American businessman (1884–1973)

Fred R. Lazarus Jr. (October 29, 1884 – May 27, 1973) was an American retail merchant and one of the founders of Federated Department Stores, which became Macy's, Inc.

==Early life==
Fred Lazarus Jr. was born to a Jewish family on October 29, 1884, the son of Rose (née Eichberg) and Fred Lazarus.

Fred Lazarus Jr. briefly attended Ohio State University, but dropped out at the age of 18 to work full-time in the family's store. The F. & R. Lazarus & Co. store was founded in 1851 by his grandfather Simon Lazarus, a German-Jewish immigrant. The Lazarus family pioneered many retail firsts such as the concept of "one low price" (in which no bargaining was required); theirs was also the first department store with escalators and the first air conditioned store in the country.

==Businessman career==
In 1928, F.&R. Lazarus & Co. purchased The John Shillito Company department store in Cincinnati. In the summer of 1929, months before the Wall Street crash of 1929, Lazarus met with Walter N. Rothschild from Abraham & Straus of Brooklyn and Louis E. Kirstein from Filene's of Boston on Rothschild's yacht in Long Island Sound. The three businessmen agreed to merge their stores and form Federated Department Stores, as a holding company of which "Mr. Fred" was the chairman. Bloomingdale's of New York joined in 1930. Under his leadership, Federated eventually became the largest department store company in the United States.

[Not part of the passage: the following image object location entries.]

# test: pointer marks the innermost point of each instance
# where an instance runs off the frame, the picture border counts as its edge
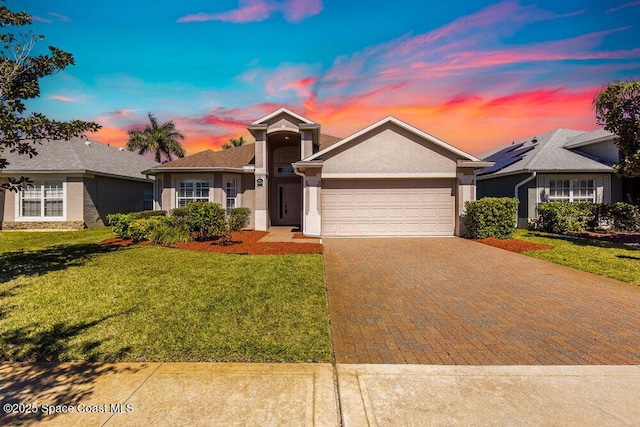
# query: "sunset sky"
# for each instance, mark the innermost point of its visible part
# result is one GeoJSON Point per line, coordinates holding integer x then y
{"type": "Point", "coordinates": [474, 73]}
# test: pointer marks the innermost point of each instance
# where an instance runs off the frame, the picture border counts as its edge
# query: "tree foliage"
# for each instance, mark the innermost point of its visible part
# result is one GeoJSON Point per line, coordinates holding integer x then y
{"type": "Point", "coordinates": [159, 139]}
{"type": "Point", "coordinates": [618, 110]}
{"type": "Point", "coordinates": [233, 142]}
{"type": "Point", "coordinates": [20, 72]}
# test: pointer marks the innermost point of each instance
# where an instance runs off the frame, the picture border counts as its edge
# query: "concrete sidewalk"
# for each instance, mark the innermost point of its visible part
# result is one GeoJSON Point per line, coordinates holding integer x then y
{"type": "Point", "coordinates": [305, 394]}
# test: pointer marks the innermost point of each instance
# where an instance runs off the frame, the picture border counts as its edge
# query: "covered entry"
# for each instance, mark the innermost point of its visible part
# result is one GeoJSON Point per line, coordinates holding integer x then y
{"type": "Point", "coordinates": [391, 207]}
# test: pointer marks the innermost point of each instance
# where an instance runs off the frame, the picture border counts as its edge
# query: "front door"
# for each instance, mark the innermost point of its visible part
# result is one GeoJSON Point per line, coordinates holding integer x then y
{"type": "Point", "coordinates": [289, 204]}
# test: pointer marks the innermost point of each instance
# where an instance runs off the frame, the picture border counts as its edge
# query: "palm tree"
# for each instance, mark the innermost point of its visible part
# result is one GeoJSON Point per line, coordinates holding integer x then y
{"type": "Point", "coordinates": [158, 139]}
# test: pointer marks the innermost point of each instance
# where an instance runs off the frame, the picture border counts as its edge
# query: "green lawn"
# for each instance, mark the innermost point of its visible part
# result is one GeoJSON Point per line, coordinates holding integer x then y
{"type": "Point", "coordinates": [603, 258]}
{"type": "Point", "coordinates": [63, 296]}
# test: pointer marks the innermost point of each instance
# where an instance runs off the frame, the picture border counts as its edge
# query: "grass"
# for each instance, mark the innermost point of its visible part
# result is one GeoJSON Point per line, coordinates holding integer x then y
{"type": "Point", "coordinates": [63, 296]}
{"type": "Point", "coordinates": [604, 258]}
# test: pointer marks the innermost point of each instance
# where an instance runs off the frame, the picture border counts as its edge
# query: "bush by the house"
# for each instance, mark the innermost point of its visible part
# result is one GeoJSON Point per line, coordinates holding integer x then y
{"type": "Point", "coordinates": [147, 214]}
{"type": "Point", "coordinates": [566, 217]}
{"type": "Point", "coordinates": [491, 217]}
{"type": "Point", "coordinates": [239, 218]}
{"type": "Point", "coordinates": [141, 229]}
{"type": "Point", "coordinates": [119, 223]}
{"type": "Point", "coordinates": [168, 234]}
{"type": "Point", "coordinates": [621, 216]}
{"type": "Point", "coordinates": [206, 220]}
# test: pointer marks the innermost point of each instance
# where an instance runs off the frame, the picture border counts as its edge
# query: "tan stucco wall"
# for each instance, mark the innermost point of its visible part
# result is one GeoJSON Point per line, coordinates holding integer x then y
{"type": "Point", "coordinates": [389, 149]}
{"type": "Point", "coordinates": [75, 199]}
{"type": "Point", "coordinates": [247, 193]}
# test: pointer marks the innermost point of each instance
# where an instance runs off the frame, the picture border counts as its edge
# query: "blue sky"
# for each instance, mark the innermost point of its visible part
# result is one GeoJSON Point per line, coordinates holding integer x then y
{"type": "Point", "coordinates": [476, 74]}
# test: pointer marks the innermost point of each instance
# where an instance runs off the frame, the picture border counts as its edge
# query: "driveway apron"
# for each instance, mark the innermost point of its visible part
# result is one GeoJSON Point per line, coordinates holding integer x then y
{"type": "Point", "coordinates": [454, 301]}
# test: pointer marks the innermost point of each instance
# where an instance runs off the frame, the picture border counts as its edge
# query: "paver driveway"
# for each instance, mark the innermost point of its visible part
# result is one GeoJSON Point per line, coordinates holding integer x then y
{"type": "Point", "coordinates": [454, 301]}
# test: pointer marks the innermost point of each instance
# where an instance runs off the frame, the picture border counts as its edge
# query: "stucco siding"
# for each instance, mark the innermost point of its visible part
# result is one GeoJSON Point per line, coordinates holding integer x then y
{"type": "Point", "coordinates": [75, 195]}
{"type": "Point", "coordinates": [104, 196]}
{"type": "Point", "coordinates": [389, 149]}
{"type": "Point", "coordinates": [248, 197]}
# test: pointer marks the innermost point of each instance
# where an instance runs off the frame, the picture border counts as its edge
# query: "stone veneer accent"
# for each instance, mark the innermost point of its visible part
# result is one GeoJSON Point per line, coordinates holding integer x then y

Fred Lazarus Jr. earned a reputation for innovation that made his family 'the first name in retail,' according to a 1961 Forbes article. In the late 1920s, 'Mr. Fred' instituted an administrative division of labor that placed department managers in charge of buying and selling all of the merchandise in their particular department. This brought a spirit of entrepreneurship to the individual departments in each store. In 1934, Lazarus revolutionized retail clothing sales when he adopted a French merchandising technique in which apparel was arranged according to size, rather than by color, price, or brand. The system became an industry standard. In 1939, Mr. Fred convinced President Franklin D. Roosevelt to move the Thanksgiving holiday to the fourth Thursday in November instead of the last Thursday in November that year. The calendar change extended the Christmas shopping season, giving retailers more time to sell at their busiest time of year.

==Personal life==
Lazarus married twice. In 1911, he married Meta Marx; she died in 1932. They had four children, including Maurice Lazarus. In 1935, he married Celia Kahn Rosenthal.